Auch dieses Mal steht die Spedition offenbar unter dem Druck der Kunden – und reagiert anders als beim letzten Mal zügig auf die Forderungen. Schon einen Tag nach Streikbeginn begann sie, über ausstehende Löhne zu verhandeln und erste Kollegen auszuzahlen. »Gräfenhausen scheint für die Fahrer jetzt wie eine Art Bank zu sein, wo sie ihr Geld bekommen«, sagt der niederländische Gewerkschafter Edwin Atema, den die Streikenden im Frühjahr zu ihrem Verhandlungsführer bestimmt hatten. Anna Weirich von »Faire Mobilität« ergänzt: »Offensichtlich haben sich die Arbeitsbedingungen bei Mazur in den vergangenen Monaten nicht verbessert. Aber jetzt ist das Unternehmen um schnelle Schadensbegrenzung bemüht.«

Da sie nicht erst durchgesetzt werden müssen, führen die Fahrer die Verhandlungen diesmal individuell. Schätzungsweise zehn Kollegen sind weitergefahren, nachdem sie ihr Geld erhalten haben. Der Großteil aber scheint bleiben zu wollen, bis alle ausstehenden Löhne beglichen wurden. Zugleich kommen ständig neue Fahrer hinzu. »Es ist eine ziemliche Dynamik entstanden«, sagt Weirich. »Eigentlich ist Gräfenhausen nur ein Parkplatz wie jeder andere, aber für die Fahrer ist die Raststätte wohl zu einer Art Mythos geworden.« Die erneute Aktion zeige aber auch die Verzweiflung der Kollegen, die nicht wüssten, wie sie anders an das ihnen zustehende Gehalt kommen sollten.

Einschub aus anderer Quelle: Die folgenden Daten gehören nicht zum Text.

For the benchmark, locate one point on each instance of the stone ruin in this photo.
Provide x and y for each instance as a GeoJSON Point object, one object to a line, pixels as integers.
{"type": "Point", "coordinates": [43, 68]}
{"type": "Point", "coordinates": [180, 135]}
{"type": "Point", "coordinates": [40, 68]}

Ganz zufällig haben sich die Fahrer Gräfenhausen wohl nicht als Versammlungsort ausgewählt. Zum einen dürften sie nach den Erfahrungen mit Mazur Angst haben, beim Streik alleine zu stehen. Zum anderen können sie hier auf die Unterstützung der Gewerkschaften zählen. Edwin Atema und die Aktiven von »Faire Mobilität« waren vergangene Woche vor Ort, haben Dokumente gesichtet und die Fahrer beraten. Im April waren ihre Kollegen zudem von örtlichen Gewerkschafterinnen und Gewerkschaftern regelmäßig mit Lebensmitteln versorgt worden.

Die allermeisten Streikenden von damals sind inzwischen nicht mehr bei Mazur. »Von ihnen fährt fast niemand mehr für die Firma«, berichtet Anna Weirich. Sie seien zu anderen Speditionen gewechselt. Allerdings bedeute das nicht, dass sie nun unter guten Bedingungen arbeiten würden. Für Drittstaatler, also Beschäftigte aus osteuropäischen Ländern außerhalb der EU, gebe es in der Branche einfach keine guten Arbeitsbedingungen, betont die Gewerkschafterin. Eines haben die Kollegen aber wohl gelernt: dass auch sie sich erfolgreich für ihre Interessen einsetzen können. Die Fahrer, die aktuell in Gräfenhausen stehen, haben sich daran ein Beispiel genommen.